Long Live Kenneth Foster!

What a week it's been for me! Most of my emotional energy was mainly wrapped up in my friend Kenneth Foster, who has been on death row for almost a decade. Kenneth and I have been corresponding through letters for a couple of years now. He contacted me and asked me to send him some of my poetry. I did, and we've been writing each other since.
He was a much more diligent pen pal than I was, I must admit. I've been more on the sporadic side. I love Kenneth's letters. They are colorful and sprawling. They're filled with postivity, intellect and humor. They open my eyes to his world and my world. In many ways, he seemed to know what was going on in my world more than I even did.

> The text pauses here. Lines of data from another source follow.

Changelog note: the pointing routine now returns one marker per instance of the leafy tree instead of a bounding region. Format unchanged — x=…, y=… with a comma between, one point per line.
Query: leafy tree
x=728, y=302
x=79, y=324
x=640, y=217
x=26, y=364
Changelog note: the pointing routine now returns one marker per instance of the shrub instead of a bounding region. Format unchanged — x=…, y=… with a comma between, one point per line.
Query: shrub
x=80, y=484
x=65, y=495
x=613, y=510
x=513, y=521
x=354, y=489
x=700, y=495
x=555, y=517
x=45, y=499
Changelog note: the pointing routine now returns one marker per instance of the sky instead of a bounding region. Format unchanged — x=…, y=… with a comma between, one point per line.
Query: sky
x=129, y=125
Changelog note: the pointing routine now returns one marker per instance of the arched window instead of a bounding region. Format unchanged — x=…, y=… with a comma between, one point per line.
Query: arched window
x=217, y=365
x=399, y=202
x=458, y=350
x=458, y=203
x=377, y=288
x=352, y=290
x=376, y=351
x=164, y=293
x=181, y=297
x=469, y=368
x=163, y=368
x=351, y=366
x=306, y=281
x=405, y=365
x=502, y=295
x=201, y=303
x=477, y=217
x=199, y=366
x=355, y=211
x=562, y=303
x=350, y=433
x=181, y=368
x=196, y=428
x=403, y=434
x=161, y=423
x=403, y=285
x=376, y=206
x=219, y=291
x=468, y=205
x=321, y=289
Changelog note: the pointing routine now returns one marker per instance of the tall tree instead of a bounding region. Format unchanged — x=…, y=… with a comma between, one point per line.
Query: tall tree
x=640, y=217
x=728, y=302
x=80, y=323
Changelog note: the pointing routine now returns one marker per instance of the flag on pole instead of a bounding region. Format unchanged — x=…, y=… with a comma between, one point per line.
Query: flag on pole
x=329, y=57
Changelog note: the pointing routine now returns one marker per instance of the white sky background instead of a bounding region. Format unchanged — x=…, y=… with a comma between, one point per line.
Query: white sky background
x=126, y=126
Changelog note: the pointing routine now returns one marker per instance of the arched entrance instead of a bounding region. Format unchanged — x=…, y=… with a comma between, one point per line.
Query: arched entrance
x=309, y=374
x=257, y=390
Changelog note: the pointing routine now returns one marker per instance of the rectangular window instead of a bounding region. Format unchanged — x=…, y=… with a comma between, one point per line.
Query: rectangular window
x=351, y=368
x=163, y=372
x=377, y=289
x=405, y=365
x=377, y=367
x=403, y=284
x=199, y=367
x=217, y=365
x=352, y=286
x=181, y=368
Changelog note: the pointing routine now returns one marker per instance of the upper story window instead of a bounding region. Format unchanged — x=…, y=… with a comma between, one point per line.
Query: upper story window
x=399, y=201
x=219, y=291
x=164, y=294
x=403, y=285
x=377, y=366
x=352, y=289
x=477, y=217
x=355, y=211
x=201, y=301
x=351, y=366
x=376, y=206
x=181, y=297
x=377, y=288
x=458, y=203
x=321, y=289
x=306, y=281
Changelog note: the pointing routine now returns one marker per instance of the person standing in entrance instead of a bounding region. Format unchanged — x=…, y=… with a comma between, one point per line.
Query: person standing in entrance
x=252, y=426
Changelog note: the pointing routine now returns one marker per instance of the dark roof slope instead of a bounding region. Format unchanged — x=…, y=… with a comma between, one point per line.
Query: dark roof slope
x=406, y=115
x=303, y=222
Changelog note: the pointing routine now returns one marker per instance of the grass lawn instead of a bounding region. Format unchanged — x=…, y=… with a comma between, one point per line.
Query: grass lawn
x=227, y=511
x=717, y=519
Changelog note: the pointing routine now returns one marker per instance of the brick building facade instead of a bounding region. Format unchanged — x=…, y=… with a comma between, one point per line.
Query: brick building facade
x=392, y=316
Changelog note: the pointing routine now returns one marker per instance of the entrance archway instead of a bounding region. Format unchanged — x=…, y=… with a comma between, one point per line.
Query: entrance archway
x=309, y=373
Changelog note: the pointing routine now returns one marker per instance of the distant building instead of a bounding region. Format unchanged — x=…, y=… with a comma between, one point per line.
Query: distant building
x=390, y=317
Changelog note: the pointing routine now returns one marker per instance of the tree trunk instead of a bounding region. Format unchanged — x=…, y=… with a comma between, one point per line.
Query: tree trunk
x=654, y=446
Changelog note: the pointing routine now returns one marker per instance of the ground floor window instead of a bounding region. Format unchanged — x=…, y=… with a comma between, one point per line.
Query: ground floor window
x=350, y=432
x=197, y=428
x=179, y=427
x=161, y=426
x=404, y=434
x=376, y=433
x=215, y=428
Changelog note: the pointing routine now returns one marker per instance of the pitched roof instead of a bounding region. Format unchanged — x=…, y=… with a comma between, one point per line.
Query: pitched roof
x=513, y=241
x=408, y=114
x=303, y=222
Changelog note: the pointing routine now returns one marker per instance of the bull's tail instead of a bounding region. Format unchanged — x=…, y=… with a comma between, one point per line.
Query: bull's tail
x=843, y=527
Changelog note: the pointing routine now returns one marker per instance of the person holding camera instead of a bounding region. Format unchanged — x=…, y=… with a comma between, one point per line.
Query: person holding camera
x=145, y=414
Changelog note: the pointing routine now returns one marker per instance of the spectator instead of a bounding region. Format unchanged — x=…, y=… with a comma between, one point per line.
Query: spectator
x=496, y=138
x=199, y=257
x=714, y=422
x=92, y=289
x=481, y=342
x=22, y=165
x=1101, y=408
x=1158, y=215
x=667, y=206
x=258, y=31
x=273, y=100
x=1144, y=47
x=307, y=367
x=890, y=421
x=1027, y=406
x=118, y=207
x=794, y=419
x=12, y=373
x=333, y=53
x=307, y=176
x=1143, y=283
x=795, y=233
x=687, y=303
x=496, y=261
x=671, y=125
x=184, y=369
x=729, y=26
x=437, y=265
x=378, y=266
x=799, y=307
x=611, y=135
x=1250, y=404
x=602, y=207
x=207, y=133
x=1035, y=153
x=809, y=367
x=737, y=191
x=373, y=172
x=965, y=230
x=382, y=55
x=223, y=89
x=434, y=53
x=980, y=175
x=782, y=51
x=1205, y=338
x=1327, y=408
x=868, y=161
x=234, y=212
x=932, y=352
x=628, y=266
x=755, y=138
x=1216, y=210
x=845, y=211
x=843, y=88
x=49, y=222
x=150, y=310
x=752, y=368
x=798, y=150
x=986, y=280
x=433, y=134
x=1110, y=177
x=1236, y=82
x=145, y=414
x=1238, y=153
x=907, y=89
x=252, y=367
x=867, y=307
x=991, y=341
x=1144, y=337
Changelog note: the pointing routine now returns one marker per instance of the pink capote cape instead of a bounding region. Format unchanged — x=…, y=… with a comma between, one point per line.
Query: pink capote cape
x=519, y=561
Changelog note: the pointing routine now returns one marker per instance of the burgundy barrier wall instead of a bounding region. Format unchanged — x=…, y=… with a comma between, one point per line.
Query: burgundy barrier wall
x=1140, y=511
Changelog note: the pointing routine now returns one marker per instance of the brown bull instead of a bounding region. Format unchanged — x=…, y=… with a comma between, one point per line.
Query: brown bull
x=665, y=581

Two weeks ago I got word that Kenneth's execution date was August 30. I started contacting everyone I knew to spread the word. I contacted lawyers, journalists, and every rabble rouser I knew. His case is innately sensational, it just needed national attention. People needed to get mad. And they did. Protests outside the Governer's mansion. A flood of faxes, letters, phone calls and e-mails to the Governor.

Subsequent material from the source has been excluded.